Dans le contexte de la guerre froide, ce film catastrophe nous offre un scénario sympathique ponctué de bonnes idées originales et d’une ambiance très appréciable.

L’esthétique est réussie, et mieux que ça, elle n’est pas du tout à l’image d’une série B. C’est soigné, c’est propre, c’est travaillé.
Les décors et le travail sonore nous plongent dans un Londres en perdition face à une catastrophe naturelle. On se prend d’amitié pour les personnages principaux et secondaires, et on tombe sous le charme de la sublime et trop peu connue Janet Munro.

Ce qui change des autres films de ce genre, c’est qu’on ne suit pas un groupe de survivants à la recherche de solutions et prêts à se sacrifier pour sauver le monde. Nous sommes ici du côté de journalistes qui, à travers leur travail, voient évoluer cette catastrophe petit à petit et prennent conscience avant tout le monde de l’ampleur et de la gravité de la chose. Les personnages, résignés, attendent que quelqu’un fasse quelque chose et ne jouent pas les héros. Puis, toutes les quinze minutes, chacun d’eux perd un vêtement ou deux vu la température. Ce n’est pas pour nous déplaire quand on regarde du côté de la splendide Janet Munro. Notons aussi que les autres acteurs sont tout à fait corrects, voir bons, et qu’on a même un Michael Caine totalement furtif qui apparait un peu moins de 5 secondes.

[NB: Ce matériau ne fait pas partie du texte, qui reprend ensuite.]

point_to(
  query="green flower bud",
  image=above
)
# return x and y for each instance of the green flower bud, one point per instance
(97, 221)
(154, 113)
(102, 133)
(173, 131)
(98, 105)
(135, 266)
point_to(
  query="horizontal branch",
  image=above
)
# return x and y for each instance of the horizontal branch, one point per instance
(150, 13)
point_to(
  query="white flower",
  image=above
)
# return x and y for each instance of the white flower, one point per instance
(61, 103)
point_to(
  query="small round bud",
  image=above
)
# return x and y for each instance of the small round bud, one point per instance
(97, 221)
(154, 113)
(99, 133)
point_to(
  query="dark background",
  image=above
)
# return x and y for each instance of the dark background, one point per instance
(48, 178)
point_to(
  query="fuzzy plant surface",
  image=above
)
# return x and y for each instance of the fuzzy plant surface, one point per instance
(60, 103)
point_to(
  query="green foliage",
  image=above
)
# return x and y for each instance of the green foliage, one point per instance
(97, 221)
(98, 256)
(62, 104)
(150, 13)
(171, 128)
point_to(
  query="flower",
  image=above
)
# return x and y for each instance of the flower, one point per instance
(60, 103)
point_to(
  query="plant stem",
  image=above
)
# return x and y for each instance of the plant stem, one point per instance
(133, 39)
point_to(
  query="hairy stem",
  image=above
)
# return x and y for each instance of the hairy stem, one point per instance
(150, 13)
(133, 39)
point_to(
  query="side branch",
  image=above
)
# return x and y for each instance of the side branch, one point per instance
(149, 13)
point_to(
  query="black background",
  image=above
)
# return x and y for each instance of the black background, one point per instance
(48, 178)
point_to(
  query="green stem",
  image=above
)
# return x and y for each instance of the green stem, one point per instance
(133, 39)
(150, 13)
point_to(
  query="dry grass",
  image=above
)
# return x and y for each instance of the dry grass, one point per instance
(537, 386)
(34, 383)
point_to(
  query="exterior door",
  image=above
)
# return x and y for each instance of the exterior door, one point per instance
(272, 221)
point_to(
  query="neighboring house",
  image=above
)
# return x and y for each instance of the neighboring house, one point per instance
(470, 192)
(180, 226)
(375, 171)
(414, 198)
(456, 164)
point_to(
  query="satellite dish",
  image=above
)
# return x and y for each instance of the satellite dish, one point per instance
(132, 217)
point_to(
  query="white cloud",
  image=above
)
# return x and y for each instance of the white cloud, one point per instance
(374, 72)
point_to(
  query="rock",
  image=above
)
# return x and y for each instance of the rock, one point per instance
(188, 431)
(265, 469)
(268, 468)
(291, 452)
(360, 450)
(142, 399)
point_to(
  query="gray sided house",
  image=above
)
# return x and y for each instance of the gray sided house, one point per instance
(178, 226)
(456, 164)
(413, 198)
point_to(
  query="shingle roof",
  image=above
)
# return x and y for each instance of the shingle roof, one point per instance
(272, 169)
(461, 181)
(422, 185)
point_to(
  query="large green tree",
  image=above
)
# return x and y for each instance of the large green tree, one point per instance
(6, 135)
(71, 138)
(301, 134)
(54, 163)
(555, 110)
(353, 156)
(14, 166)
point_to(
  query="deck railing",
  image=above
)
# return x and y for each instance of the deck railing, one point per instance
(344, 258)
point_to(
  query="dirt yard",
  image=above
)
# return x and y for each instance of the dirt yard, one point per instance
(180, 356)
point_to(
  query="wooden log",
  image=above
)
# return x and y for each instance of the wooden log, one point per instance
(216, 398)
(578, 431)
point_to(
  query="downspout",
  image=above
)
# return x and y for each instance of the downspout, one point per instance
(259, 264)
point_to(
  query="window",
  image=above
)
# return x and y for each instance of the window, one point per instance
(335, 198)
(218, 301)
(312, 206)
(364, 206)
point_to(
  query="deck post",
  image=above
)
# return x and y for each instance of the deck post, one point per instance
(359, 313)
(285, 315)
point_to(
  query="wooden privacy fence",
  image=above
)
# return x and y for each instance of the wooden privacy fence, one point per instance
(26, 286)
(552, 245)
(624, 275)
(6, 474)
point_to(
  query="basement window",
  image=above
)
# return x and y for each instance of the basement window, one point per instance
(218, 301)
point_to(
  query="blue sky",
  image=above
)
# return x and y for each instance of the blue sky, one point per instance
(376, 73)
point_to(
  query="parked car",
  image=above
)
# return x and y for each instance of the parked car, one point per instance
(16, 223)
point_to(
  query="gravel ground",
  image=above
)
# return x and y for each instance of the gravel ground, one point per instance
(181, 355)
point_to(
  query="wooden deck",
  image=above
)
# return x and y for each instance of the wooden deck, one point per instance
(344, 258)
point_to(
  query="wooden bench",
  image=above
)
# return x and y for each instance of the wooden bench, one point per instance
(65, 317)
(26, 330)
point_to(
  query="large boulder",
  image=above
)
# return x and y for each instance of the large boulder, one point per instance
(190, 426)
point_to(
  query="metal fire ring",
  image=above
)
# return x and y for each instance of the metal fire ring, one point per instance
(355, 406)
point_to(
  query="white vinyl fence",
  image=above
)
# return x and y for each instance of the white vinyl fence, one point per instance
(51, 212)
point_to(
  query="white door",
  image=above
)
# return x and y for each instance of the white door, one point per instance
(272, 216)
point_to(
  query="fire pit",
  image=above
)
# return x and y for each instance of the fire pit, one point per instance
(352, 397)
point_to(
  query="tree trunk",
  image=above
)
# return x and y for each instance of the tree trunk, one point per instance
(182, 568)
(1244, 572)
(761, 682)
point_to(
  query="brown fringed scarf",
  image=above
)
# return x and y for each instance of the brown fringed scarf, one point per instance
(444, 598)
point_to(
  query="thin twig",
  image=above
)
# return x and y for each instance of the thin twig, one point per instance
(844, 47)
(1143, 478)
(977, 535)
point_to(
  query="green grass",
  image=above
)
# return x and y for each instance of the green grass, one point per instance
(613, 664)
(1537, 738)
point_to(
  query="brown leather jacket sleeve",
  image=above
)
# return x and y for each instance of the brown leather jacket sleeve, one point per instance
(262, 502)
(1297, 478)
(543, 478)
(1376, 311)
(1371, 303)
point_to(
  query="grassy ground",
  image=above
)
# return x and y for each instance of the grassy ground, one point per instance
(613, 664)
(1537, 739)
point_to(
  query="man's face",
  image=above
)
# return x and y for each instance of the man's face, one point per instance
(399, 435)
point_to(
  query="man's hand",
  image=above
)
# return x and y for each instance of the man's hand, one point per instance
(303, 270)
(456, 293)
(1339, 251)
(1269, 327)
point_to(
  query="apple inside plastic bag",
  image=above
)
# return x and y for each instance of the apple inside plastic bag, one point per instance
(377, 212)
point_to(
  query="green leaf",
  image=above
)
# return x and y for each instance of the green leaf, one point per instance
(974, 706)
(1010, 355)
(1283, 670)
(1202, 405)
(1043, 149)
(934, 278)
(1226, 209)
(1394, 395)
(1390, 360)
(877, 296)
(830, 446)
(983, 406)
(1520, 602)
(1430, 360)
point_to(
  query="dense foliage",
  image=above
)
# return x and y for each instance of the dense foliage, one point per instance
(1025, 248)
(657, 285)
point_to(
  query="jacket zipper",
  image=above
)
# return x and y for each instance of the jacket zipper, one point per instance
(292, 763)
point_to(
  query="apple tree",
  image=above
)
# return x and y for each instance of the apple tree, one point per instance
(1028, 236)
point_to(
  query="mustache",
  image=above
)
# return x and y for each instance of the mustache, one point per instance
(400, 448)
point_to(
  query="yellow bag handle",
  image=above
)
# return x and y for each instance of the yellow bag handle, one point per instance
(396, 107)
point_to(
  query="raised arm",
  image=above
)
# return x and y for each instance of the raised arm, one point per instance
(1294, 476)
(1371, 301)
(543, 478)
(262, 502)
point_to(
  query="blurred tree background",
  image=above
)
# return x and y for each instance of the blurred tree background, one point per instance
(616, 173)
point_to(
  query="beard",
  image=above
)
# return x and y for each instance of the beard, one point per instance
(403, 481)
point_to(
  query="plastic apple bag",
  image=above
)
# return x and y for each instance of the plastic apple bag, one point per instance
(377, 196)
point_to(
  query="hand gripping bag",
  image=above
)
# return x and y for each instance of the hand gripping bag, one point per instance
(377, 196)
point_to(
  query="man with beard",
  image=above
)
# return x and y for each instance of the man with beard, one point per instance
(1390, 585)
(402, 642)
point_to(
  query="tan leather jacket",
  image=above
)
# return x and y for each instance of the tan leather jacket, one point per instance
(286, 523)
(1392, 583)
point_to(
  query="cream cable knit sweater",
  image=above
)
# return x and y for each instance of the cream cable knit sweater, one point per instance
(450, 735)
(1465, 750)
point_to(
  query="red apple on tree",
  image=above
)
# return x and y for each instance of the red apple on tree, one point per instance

Tristement, c’est aussi un beau reflet de ce vers quoi notre société s’oriente, c’est-à-dire un dérèglement climatique dangereux et sans solution miracle. Comme quoi, il y a 50 ans, on avait déjà cette inquiétude. Ce qui est débile, c’est que de nos jours, on est en plein dedans, et tout le monde s’en tape.

Je le recommande sans l’ombre d’un doute, qu’on aime ou pas ce genre de film. Il ne faut pas s’attendre à des effets spéciaux de folie, bien au contraire. Et c’est justement cette mise en scène n’allant pas dans le bourrin qui fait de ce long-métrage une petite pépite du cinéma anglais des années 60. Val Guest a bien compris qu’avec un budget relativement faible, il ne fallait pas s’aventurer dans des grandes épopées épique. Alors, à sa juste mesure, il a fait du concret, du subtil et de l’intelligent. Un régal !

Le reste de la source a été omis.